God’s remembrances in this life work out as His best providences for us. They transform us into the likeness of Christ in our individual circumstances, and His remembrances echo eternal promises and benefits, reflecting His character. He is a God who has a special relationship with a special people whom He will not forget, who have been redeemed as a people and who are being prepared to stand as the bride of Christ at the wedding feast.
Isn’t it incredible that while the Father remembers me as His child, because I am in Christ, none of the sins I have committed will be held against me as a record of wrongs with payment due (Ezekiel 33:16, Hosea 2:7)? My wedding garb is white as snow. Jesus has paid it all. If merely waiting for the day to be honored by Him is my lot until I am remembered, I thought that early spring morning, then I have found my resting place.
That day I chose my name for you because I knew without a doubt that God’s remembrance and abiding love rested on me, and I was making my request known to Him that, one day, in His mercy and goodness, He would cause it to reside on you, and that you would KNOW it. God does remember, because it does and you do, which you wrote about here with eloquence and clarity.
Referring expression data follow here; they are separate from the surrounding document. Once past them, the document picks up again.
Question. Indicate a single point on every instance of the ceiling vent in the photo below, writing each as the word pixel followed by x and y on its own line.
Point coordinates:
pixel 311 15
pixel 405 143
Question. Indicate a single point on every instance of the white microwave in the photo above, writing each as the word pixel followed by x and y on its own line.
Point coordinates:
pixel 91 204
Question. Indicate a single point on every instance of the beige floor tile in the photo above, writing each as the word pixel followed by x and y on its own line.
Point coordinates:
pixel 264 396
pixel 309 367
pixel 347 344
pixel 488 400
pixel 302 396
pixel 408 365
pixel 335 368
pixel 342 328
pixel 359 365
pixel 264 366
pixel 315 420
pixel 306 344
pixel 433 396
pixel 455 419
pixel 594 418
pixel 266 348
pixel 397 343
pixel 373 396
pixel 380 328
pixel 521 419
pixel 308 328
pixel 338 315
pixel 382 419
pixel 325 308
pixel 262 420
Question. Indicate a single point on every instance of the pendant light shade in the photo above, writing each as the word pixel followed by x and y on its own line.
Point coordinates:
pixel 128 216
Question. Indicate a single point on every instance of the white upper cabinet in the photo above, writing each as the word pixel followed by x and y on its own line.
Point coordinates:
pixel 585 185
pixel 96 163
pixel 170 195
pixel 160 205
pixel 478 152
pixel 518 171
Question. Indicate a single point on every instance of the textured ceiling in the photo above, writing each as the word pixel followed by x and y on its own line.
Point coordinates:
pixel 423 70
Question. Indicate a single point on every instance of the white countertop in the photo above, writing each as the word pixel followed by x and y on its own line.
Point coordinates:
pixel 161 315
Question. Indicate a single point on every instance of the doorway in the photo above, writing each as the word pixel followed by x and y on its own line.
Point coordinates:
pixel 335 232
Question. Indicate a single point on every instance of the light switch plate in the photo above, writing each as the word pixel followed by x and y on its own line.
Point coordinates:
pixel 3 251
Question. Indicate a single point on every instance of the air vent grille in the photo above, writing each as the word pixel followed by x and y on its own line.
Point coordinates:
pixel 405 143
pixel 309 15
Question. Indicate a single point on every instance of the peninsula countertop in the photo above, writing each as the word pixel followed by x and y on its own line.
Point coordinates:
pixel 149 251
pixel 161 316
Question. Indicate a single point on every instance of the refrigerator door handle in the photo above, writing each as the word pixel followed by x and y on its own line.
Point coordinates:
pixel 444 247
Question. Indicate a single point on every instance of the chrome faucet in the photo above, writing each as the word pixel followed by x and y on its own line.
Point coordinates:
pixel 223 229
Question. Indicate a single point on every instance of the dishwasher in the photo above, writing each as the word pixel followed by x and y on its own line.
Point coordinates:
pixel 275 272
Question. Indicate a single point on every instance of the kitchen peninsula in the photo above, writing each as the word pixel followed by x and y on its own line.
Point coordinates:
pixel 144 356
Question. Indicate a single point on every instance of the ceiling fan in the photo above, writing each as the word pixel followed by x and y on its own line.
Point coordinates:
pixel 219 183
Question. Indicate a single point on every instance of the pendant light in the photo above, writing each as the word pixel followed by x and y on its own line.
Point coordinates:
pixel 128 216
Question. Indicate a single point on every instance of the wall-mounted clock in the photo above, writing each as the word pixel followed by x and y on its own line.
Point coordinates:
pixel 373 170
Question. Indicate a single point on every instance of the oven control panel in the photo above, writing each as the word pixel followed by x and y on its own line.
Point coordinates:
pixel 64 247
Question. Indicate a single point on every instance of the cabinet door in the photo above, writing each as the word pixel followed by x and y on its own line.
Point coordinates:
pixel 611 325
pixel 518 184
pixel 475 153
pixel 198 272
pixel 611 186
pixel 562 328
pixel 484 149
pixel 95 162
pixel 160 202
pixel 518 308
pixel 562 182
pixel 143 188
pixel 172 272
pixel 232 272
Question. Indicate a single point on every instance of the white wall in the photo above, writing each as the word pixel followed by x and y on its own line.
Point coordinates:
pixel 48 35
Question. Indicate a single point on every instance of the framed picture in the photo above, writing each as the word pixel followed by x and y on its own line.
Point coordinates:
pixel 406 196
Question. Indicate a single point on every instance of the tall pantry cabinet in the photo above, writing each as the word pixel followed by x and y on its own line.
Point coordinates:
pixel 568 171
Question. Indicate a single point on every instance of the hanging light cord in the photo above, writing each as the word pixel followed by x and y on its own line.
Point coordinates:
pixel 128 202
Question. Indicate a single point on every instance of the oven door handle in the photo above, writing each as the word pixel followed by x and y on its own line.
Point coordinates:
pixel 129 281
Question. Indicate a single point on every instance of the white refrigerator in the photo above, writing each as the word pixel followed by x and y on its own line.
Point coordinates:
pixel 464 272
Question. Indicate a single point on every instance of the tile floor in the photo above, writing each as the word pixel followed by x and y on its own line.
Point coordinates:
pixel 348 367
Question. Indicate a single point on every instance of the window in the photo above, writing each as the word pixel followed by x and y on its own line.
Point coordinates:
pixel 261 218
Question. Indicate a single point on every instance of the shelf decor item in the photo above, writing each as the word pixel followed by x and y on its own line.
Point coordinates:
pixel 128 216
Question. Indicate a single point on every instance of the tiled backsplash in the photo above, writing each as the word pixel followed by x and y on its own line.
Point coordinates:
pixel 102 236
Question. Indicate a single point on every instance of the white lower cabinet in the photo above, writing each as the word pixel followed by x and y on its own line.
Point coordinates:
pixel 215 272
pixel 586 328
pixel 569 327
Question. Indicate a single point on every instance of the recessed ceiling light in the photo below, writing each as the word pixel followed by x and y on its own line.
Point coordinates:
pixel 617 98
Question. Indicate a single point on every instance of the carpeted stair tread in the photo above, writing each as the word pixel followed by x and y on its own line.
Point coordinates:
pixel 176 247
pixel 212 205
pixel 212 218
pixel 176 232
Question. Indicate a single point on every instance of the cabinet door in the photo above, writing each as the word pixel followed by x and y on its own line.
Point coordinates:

And then, just the other day, you posted this on your blog:
But I am not without hope. God is teaching me to hold the finite, human, godly, earthly desire to raise children with a loose grip. He spent the last several weeks of summer prying my fingers away from this desire, this wish I held onto for almost two years, preparing me for when He would lift it completely out of my hands. And while fostering and adopting are still a possibility, for now, God is telling us to wait. My desire is lessened and the possibility of that desire ever becoming reality is uncertain.
So I will wait on the Lord, like my namesake Hannah, and pray that He will constantly remind me of the finiteness of my own desire for children and the infiniteness of His salvation, grace, and being. If all He asks of me is to let go of my deepest earthly desire in order to serve, worship, and love Him better, I am blessed beyond words.
And God remembered Hannah.
Psalm 136:26, “It is he who remembered us in our low estate, for his steadfast love endures forever.”